Em 2022 outra aproximação facial foi efetuada e apresentada em um artigo revisado por pares no journal Digital Applications in Archaeology and Cultural Heritage (DAACH), com o título The 3D digital facial approximation of Saint Anthony of Padua. Tratou-se portanto de uma atualização da técnica, depois de 8 anos de evolução. O trabalho, além do journal, se converteu em um viral internacional, veiculado em, curiosamente 19 idiomas, o mesmo do projeto anterior. A matéria base, que serviu como release para as demais foi publivada no site Live Science, sob o título Saint Anthony of Padua revealed in stunning facial approximation e a partir de lá distribuiu-se para o mundo todo.
Faces da Evolução
Ano: 2013
Reconstrução facial do Turkana Boy, apresentado na mostra.

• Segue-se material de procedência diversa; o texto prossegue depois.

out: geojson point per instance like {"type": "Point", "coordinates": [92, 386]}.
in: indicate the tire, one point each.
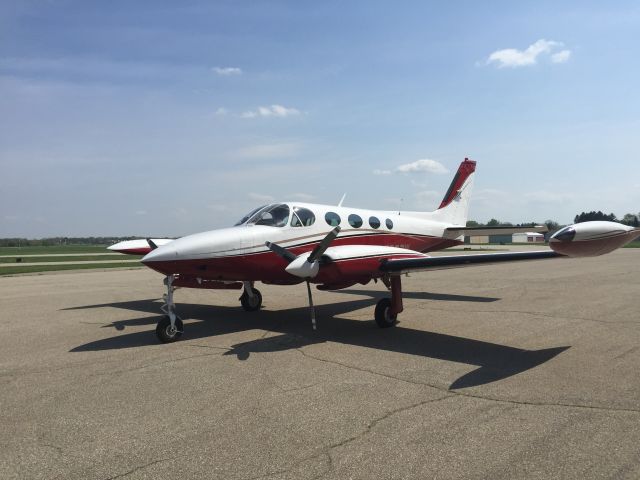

Local: Museu Egípcio e Rosacruz, Curitiba-PR, Brasil.
Período: De 18 de maio a 30 de julho de 2013.
A mostra foi noticiada no Blendernation, o site de notícias do software Blender 3D. Uma das aproximações faciais efetuadas naquela oportunidade se converteu em uma das imagens mais difundidas de um Australopithecus afarensis em cetenas de notícias publicadas em sites de notícias ou voltados à divugação científica a saber: SciNews, Daily Mail, University College London (UCL), National Geographic e Supersinteressante.
Projeto Taung Child
Ano: 2012
Captura de tela de uma notícia em 2025 com a face de de 2012.
O projeto Taung foi uma colaboração entre a empresa italiana de arqueologia Arc-Team, a associação antropológica Antrocom, o Museu de Antropologia da Universidade de Pádua e o designer Cicero Moraes. A iniciativa envolveu a reconstrução facial de um Australopithecus africanus, conhecido como Taung Child. O processo incluiu a digitalização 3D a partir de fotografias, seguida pela reconstrução facial forense, realizada integralmente com softwares livres, gratuitos e de código aberto.
O projeto foi destaque na VI Conferência Nacional de Blender 3D, em 2012; servindo como base técnica e acadêmica para a fomentação das mostras Faces da Evolução (2013) e FACCE (2015). A imagem resultante, compartilhada sob licença livre, ilustrou um significativo grupo de matérias científicas e didáticas como nos sites: IFLScience, Guia do Estudante (Editora Abril) e National Geographic España.
Uma publicação de 2016, revisada por pares abordou o projeto e sua história.